Cottage Health is seeing a significant increase in respiratory syncytial virus (RSV) cases and urges the community to take precautions to protect those most at risk, especially infants and adults over 65 years of age, as holiday gatherings can increase the spread of infection and serious illness.
RSV is a common cause of respiratory infections in people of all ages, and most children have had the virus by age 2. Infants younger than 12-months old are at the highest risk of severe disease, but older children and adults also get infected and usually have mild symptoms like a regular cold.
RSV can be a serious problem for premature infants and young infants, young children, older children with asthma or chronic lung disease, and older adults. These groups may have more serious infections and trouble breathing.
Symptoms of RSV
Most babies and children with RSV have the same symptoms as a cold or flu. These include a stuffy or runny nose, a cough, headache, and a low-grade fever.

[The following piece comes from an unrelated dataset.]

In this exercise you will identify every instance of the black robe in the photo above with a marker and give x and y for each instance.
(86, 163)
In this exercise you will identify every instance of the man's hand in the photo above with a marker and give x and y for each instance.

Some may develop bronchiolitis, an infection involving the lower respiratory tract and smaller airways, which causes wheezing, shortness of breath, fast breathing, and increased cough.
Signs of Serious RSV and When Immediate Care is Needed
If children are struggling to breathe, they should be taken immediately to a doctor or the Emergency Department.
When to See the Doctor if Your Child Has a Fever
A fever is the body’s natural response to an infection. Children do not necessarily need to see a doctor for a fever unless they have additional symptoms, such as difficulty breathing, urinating less than once every 8 hours, a stiff neck or bad headache, or any time they appear ill.
A child with a fever lasting more than five days should be evaluated by a physician. For after-hours access, virtual care or urgent care can be used when the situation is not an emergency.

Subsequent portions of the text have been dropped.